I don’t know whether or not his murder was ordered by the Russian president or anyone in the Kremlin. What I do know is that Owen’s findings are not supported by reliable evidence. The report relies on hearsay and is marred by inconsistent logic. It offers no factual insights into what really happened to Litvinenko, yet has been taken as gospel truth by governments and pundits across the west.

A recent analysis of the inquiry by lawyer Alexander Mercouris also concludes that its findings are biased and unsustainable.
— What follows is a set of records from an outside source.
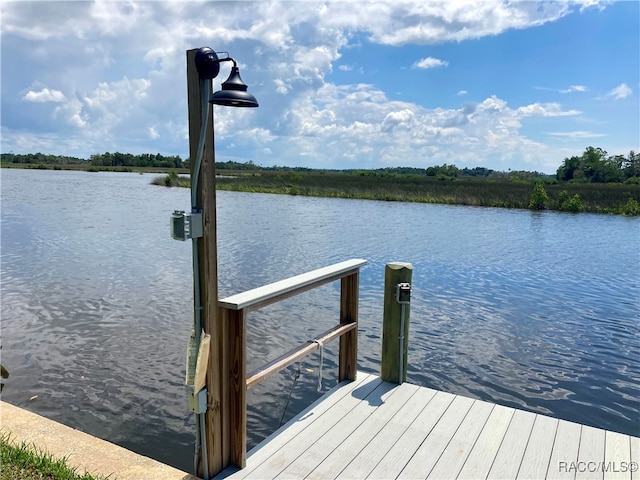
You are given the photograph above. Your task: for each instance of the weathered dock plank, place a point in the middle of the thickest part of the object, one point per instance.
(565, 451)
(484, 451)
(378, 430)
(509, 457)
(367, 459)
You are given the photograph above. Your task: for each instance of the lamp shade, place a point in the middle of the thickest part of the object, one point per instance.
(234, 92)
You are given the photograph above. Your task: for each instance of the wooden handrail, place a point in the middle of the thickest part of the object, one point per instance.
(233, 311)
(283, 361)
(274, 292)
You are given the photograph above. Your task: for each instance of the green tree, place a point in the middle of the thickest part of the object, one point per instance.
(539, 198)
(570, 204)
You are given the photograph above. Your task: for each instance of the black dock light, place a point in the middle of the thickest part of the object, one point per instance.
(234, 90)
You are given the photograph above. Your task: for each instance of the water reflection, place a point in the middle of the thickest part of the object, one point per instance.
(537, 311)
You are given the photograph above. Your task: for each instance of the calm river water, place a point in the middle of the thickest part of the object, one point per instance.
(539, 311)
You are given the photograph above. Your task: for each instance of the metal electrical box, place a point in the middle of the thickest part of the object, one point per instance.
(186, 225)
(403, 293)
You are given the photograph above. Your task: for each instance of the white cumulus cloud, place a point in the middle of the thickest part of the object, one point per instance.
(45, 95)
(621, 91)
(574, 88)
(430, 62)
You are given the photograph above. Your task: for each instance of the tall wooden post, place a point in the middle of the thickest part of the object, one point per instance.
(348, 353)
(207, 256)
(395, 341)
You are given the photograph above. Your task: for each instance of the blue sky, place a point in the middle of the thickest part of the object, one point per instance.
(346, 84)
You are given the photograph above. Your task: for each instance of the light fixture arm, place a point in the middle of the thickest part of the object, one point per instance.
(208, 62)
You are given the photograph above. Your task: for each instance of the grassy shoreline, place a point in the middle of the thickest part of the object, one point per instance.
(23, 461)
(502, 193)
(510, 192)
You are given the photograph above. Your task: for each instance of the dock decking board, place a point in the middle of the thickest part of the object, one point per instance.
(373, 429)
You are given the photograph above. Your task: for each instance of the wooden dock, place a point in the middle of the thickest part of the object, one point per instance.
(373, 429)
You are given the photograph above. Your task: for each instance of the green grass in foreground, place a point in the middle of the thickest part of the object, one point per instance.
(27, 462)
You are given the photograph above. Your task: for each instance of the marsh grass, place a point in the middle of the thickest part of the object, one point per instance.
(23, 461)
(504, 193)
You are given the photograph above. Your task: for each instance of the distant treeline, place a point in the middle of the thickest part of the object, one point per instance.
(593, 166)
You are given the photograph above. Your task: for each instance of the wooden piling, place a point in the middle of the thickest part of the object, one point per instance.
(217, 387)
(395, 273)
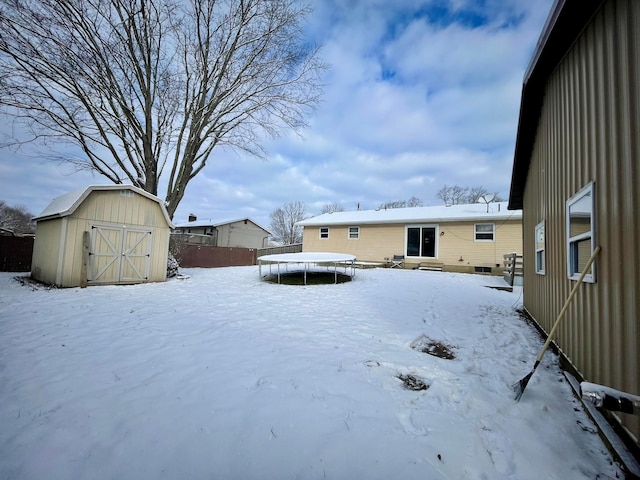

In reality the facts – if looked at objectively – show the Russian state almost certainly did not murder Litvinenko and played no part in his death. The Inquiry and its report actually say more about the pathological hostility to Russia of some sections of the British establishment than they do about the Litvinenko case. The first point to grasp about the Public Inquiry that has now delivered its verdict in the Litvinenko case is that it should never have happened at all. The second point is that Inquiry’s decision that the Russian authorities were “probably” behind Litvinenko’s murder is unsustainable and makes no sense.

Much the same can be said about the tenor of the Immigration Control (Gross Human Rights Abuses) Bill which has now been committed to a Committee of the Whole House.

Postscript:

.Baroness Falkner of Margravine:

As far as I know, London is one of the few cities of the world which has a kleptocracy bus tour, although I understand that the organisers are planning to expand to New York shortly. I took this tour last year with my family, as I saw it as an essential part of my learning and that of my teenage daughter. It was not a pretty sight. I suggest that other noble Lords take this tour—it takes off from Whitehall Place, not very far from here, and takes little more than two hours. It provides a real insight into who owns London, our capital and home to Europe’s largest financial services sector.